We now have S&P’s monthly dividend report for October 2016, so we now have a more complete picture of what the trends for dividends are communicating about the relative health of the U.S. economy.

Our first chart shows both the number of U.S. firms that have announced dividend increases or dividend cuts from January 2004 through October 2016, where in that most recently completed month, 171 firms acted to increase their cash dividend payments to their shareholding owners, while 21 acted to reduce their dividend payments.

 

Looking at the year over year trend for dividend increases, we see that 2016 is falling behind 2015, which in turn, was lower than 2014, as the number of dividend increases is clearly continuing its downward trajectory.

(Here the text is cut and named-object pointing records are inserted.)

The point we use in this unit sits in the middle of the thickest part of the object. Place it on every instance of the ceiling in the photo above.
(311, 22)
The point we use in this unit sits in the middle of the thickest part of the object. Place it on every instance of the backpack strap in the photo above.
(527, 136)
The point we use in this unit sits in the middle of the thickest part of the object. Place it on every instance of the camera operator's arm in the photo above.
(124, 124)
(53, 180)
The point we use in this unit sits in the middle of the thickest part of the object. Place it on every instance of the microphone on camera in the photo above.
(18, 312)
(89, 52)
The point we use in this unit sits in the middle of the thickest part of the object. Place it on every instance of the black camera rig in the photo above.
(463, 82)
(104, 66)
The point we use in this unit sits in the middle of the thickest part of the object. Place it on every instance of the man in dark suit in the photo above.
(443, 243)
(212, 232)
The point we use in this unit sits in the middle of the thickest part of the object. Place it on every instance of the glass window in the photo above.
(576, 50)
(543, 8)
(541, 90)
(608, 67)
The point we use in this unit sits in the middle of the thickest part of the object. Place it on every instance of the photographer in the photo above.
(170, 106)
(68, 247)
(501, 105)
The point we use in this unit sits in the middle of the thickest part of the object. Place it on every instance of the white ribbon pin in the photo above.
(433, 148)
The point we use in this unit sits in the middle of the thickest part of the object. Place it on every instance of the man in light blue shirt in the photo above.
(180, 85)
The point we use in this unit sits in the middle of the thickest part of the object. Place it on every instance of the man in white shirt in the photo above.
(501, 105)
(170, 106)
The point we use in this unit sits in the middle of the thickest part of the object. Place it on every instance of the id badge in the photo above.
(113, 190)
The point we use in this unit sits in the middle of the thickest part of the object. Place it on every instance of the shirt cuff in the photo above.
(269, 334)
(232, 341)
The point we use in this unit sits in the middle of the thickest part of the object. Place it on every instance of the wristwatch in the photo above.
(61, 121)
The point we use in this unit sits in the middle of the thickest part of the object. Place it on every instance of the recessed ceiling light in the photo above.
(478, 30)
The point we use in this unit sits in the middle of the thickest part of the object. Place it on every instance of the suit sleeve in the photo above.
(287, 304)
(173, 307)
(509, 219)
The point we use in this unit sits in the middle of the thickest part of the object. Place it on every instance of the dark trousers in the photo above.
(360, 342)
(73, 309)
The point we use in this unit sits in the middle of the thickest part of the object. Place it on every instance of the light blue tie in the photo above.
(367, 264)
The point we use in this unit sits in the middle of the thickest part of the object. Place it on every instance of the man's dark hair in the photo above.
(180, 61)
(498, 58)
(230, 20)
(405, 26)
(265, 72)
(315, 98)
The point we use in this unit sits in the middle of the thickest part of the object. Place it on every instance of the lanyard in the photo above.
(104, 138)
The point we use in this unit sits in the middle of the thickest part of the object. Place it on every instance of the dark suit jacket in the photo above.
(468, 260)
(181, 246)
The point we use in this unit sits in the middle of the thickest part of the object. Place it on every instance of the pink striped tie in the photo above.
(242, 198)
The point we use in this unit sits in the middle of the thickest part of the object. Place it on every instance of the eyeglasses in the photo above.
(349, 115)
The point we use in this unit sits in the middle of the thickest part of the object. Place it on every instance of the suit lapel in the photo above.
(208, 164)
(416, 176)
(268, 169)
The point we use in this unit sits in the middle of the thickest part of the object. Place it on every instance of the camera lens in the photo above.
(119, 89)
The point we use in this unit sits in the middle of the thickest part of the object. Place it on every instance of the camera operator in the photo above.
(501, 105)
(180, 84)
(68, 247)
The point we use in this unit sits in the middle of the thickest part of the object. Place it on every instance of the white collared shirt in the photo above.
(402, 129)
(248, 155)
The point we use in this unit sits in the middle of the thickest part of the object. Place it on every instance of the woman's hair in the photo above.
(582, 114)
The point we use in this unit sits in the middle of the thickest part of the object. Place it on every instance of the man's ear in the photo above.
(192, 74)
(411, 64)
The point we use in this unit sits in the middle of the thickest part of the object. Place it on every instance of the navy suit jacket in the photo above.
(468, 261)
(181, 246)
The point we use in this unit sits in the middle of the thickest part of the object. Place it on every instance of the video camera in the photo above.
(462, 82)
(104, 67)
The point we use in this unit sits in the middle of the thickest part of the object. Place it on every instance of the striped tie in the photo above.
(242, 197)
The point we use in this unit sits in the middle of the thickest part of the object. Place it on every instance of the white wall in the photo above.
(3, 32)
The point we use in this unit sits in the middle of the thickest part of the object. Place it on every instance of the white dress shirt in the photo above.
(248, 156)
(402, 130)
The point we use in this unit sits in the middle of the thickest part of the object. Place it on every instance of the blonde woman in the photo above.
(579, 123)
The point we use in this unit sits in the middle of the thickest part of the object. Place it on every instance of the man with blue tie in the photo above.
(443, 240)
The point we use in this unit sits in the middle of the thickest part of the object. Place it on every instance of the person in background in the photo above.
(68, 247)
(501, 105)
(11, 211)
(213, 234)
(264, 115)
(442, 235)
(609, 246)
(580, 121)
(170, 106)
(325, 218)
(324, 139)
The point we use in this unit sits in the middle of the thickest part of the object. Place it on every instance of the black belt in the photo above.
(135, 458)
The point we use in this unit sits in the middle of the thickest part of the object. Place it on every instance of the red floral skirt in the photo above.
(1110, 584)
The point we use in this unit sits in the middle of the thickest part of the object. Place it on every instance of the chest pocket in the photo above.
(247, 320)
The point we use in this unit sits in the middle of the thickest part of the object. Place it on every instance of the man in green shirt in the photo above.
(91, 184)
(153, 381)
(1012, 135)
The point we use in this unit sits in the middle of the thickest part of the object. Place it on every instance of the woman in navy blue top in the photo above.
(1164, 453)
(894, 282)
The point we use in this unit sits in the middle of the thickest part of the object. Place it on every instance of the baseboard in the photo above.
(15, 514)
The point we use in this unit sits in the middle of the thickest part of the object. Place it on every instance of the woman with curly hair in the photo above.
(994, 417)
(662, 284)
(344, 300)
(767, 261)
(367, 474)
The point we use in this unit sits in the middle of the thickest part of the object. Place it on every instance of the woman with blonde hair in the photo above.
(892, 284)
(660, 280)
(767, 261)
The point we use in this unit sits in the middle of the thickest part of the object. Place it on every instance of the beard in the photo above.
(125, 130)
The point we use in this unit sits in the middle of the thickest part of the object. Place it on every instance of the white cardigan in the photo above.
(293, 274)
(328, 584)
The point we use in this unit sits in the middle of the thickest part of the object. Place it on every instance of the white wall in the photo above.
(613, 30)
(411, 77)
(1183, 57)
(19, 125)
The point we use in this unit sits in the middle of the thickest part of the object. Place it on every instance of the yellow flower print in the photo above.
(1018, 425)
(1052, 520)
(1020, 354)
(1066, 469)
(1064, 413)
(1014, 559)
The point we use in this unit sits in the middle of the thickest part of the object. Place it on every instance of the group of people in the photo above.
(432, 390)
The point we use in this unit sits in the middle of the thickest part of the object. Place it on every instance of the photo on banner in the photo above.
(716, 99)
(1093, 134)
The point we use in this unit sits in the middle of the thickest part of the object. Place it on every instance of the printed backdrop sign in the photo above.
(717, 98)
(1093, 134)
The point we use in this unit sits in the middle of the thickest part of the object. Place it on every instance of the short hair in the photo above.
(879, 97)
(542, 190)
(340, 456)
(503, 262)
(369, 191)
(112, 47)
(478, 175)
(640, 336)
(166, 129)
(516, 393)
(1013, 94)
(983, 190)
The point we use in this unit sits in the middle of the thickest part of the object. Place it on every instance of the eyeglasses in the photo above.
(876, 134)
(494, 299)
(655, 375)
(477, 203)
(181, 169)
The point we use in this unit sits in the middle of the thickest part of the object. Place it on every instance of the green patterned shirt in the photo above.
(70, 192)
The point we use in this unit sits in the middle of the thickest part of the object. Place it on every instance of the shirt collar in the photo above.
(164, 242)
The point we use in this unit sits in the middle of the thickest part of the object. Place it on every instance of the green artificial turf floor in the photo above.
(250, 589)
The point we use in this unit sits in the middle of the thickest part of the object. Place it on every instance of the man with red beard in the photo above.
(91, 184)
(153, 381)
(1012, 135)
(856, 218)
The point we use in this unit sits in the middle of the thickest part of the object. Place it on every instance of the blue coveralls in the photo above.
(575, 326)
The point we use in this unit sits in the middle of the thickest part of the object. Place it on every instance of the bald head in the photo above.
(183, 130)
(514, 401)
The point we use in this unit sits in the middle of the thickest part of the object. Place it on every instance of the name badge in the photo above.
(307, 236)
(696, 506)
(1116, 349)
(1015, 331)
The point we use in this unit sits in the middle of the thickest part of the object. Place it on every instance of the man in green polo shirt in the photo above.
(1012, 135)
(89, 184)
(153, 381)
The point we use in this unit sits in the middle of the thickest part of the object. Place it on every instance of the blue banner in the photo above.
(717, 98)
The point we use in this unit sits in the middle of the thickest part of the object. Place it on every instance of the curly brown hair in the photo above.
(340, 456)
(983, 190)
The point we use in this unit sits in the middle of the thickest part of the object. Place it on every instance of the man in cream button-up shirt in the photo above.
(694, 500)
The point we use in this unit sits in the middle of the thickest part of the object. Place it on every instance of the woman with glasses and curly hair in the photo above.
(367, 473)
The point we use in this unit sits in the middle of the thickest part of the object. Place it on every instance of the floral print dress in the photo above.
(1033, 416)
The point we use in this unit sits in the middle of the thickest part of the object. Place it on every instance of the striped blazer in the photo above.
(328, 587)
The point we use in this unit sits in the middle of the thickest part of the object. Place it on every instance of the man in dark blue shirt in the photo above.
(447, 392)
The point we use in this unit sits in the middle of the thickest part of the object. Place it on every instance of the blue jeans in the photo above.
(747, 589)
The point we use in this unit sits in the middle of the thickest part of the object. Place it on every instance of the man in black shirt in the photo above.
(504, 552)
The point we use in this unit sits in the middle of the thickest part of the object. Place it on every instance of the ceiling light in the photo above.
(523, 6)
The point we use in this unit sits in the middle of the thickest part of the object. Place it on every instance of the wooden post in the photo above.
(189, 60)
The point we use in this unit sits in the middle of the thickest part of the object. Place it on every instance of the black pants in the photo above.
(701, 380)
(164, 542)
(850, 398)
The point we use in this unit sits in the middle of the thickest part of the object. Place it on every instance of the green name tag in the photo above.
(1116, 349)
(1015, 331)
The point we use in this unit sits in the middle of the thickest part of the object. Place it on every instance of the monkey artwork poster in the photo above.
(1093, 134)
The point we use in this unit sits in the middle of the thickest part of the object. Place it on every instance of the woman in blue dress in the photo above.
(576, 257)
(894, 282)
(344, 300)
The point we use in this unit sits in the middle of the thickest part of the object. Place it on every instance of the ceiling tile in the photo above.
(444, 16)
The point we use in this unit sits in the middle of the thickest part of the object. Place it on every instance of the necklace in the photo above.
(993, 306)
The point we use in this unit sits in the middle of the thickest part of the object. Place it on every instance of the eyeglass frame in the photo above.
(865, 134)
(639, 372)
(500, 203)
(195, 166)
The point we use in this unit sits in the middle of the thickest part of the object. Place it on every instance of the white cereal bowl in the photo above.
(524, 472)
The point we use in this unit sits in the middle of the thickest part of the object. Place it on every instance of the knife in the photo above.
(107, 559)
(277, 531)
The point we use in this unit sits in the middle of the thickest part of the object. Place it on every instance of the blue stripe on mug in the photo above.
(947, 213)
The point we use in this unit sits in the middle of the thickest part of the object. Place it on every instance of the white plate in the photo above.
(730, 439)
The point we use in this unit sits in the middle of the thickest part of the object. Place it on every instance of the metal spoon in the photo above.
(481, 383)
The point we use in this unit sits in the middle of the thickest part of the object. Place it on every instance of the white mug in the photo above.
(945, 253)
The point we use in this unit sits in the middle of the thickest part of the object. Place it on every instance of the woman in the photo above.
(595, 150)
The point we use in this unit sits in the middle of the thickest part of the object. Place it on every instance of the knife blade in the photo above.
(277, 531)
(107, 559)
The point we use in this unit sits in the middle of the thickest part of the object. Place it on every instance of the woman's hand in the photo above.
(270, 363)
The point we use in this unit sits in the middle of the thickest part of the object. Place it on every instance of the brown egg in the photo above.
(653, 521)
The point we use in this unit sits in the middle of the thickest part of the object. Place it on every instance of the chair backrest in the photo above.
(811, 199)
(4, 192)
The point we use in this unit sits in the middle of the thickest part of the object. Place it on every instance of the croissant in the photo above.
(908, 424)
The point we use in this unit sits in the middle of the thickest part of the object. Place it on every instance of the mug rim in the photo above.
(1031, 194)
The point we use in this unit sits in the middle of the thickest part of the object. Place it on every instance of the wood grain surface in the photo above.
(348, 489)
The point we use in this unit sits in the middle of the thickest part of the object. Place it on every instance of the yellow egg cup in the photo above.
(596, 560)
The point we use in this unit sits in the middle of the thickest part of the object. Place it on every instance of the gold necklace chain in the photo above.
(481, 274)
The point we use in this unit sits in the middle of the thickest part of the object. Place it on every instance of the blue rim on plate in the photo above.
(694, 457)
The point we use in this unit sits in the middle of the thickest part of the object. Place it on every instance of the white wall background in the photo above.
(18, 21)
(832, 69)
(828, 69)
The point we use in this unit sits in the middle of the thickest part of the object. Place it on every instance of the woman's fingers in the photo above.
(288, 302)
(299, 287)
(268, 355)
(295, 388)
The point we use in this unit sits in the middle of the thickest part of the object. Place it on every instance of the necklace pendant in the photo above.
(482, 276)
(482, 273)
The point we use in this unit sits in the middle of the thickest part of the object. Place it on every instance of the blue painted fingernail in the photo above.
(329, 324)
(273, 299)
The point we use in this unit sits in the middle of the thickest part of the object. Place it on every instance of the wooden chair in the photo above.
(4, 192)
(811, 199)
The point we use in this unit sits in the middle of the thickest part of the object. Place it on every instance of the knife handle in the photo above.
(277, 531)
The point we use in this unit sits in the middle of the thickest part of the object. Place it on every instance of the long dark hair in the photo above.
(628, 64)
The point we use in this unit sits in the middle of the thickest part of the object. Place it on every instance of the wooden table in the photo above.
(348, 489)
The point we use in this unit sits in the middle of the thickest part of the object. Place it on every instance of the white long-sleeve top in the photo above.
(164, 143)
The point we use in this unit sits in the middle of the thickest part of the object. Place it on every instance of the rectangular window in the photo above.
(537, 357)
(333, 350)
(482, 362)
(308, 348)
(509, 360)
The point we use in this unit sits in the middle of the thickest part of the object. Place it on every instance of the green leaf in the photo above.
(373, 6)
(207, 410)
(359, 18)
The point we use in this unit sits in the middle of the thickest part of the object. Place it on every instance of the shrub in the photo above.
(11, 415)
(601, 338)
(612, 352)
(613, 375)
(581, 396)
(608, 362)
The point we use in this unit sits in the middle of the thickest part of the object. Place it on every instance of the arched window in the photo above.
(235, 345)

To a large extent, what this trend suggests is that the U.S. economy is only generating enough growth to boost the profits and cash flow necessary to support higher dividend payments at a narrowing number of firms, which confirms that the nation’s overall economic growth has become weaker over the last two years.

Let’s next zoom in closer on the number of dividend cutting firms.

 

That weakening trend over the past two years is more clearly evident in this chart, although here, we see some positive indications in recent months, where what had been an upward trend may have finally begun to reverse.

What that result indicates is that the factors that led to falling economic growth in the previous two years has abated enough to where the most distressed firms in the U.S. economy are becoming more able to avoid having to cut their dividends. With 21 firms declaring in October 2016 that they will cut their cash dividends confirms that the U.S. economy is still experiencing recessionary conditions, with only one of the last four months having spiked up to levels that indicate some degree of economic contraction, that result never the less represents some degree of improvement within the most distressed parts of the U.S. economy.